Ikebana has many schools and goes back centuries. I will leave it to you to have a look here ( see link) rather than trying to explain it. I am no expert...yet!
The thing that really got me thinking about it, however, was reading in one of my favourite books A Dictionary of Theatre Anthropology, edited by Eugenio Barba and Nicola Sivorese. https://www.goodreads.com/book/show/992629.A_Dictionary_of_Theatre_Anthropology
It proposes, in an early chapter, that the difference between an actor who is an artist and he or she who is not is the difference between the western idea of putting cut flowers in a pot and the Japanese ideal of creating dramas of space and form in Ikebana. The flowers in a pot are like what Etienne Decroux, the great French mime teacher once said about the actor, who is like a "man condemned to resemble just a man, a body imitating a body"; without a great technique and seriousness of intent, he or she is earthbound. In Ikebana the flowers, leaves, and accoutrements are specifically designed to resemble more than themselves which is the key to all art; to be of the present moment but to suggest an eternity. An actor who considers their acts and who develops greater awareness is more likely to touch the heavens.

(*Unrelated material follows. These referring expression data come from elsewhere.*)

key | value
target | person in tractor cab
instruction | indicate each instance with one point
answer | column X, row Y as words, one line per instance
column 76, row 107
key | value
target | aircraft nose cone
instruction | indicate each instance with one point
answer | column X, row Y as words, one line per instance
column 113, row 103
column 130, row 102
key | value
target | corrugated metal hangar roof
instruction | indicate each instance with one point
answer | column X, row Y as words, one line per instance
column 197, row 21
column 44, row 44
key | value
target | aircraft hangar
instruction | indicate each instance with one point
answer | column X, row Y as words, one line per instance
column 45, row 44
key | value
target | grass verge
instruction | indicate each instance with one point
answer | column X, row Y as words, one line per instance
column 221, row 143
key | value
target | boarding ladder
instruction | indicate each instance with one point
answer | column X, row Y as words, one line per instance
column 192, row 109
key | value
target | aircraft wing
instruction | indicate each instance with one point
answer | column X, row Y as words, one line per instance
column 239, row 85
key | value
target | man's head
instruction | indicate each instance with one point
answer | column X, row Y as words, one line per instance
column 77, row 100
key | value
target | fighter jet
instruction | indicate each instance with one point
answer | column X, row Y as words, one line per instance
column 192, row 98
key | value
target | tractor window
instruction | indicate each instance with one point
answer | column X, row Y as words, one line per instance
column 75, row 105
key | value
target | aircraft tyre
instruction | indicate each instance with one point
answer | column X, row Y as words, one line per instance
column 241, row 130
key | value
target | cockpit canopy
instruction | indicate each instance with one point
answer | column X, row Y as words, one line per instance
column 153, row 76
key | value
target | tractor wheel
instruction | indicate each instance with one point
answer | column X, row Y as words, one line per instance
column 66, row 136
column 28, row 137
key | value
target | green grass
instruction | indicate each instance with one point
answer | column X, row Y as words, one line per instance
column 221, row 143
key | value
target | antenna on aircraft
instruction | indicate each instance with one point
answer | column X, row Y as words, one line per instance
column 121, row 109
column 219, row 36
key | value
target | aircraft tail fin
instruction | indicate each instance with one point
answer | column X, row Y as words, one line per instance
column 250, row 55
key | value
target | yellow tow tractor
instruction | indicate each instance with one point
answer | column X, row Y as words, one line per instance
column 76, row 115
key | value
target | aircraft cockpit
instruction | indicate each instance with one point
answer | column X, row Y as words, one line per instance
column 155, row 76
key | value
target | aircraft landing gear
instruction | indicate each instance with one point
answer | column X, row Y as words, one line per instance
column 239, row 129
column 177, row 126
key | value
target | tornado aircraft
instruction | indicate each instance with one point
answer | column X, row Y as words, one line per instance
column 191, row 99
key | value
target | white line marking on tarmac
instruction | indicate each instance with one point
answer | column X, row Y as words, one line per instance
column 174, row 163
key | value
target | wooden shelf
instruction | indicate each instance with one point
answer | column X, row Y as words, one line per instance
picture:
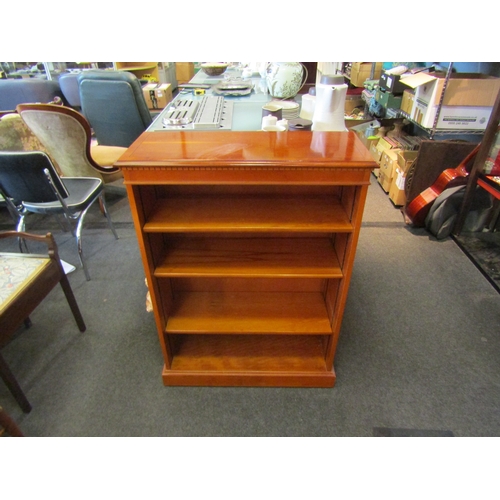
column 249, row 257
column 248, row 213
column 250, row 312
column 249, row 360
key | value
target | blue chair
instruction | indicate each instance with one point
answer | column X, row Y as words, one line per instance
column 114, row 105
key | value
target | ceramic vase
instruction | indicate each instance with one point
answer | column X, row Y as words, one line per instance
column 284, row 79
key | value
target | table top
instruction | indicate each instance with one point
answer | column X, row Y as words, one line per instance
column 304, row 149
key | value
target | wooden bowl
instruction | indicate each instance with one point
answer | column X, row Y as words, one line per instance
column 214, row 69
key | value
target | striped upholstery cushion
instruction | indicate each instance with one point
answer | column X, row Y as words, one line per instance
column 17, row 271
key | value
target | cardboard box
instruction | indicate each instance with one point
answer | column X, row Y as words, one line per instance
column 387, row 99
column 467, row 102
column 362, row 71
column 397, row 188
column 392, row 83
column 407, row 101
column 406, row 159
column 184, row 72
column 157, row 95
column 388, row 163
column 353, row 102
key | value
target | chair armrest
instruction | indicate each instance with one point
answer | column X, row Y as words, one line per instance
column 48, row 239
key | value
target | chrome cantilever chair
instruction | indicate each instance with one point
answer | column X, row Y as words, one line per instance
column 25, row 281
column 67, row 137
column 30, row 184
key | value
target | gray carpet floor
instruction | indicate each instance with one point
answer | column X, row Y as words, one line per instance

As so often my hobbies and passions are filled somehow with the ideas of Moshe Feldenkrais. In this case, the connections are many. I will just mention one here though. Awareness is the watchword of the Feldenkrais Method and one of the things that we become more aware of while practicing is space. A human being initially moves and reacts to the space beyond them; their environment. Later, when we want to improve ourselves, we can learn to pay attention to the space within us, and how the space is interconnected by our bones. I see the structures and meanings in Ikebana as similar to the boney structure of the skeleton and the movements we make to attain a meaningful life.
I will be going to my first session in July and hope then to make it a regular event every month. I will keep you posted.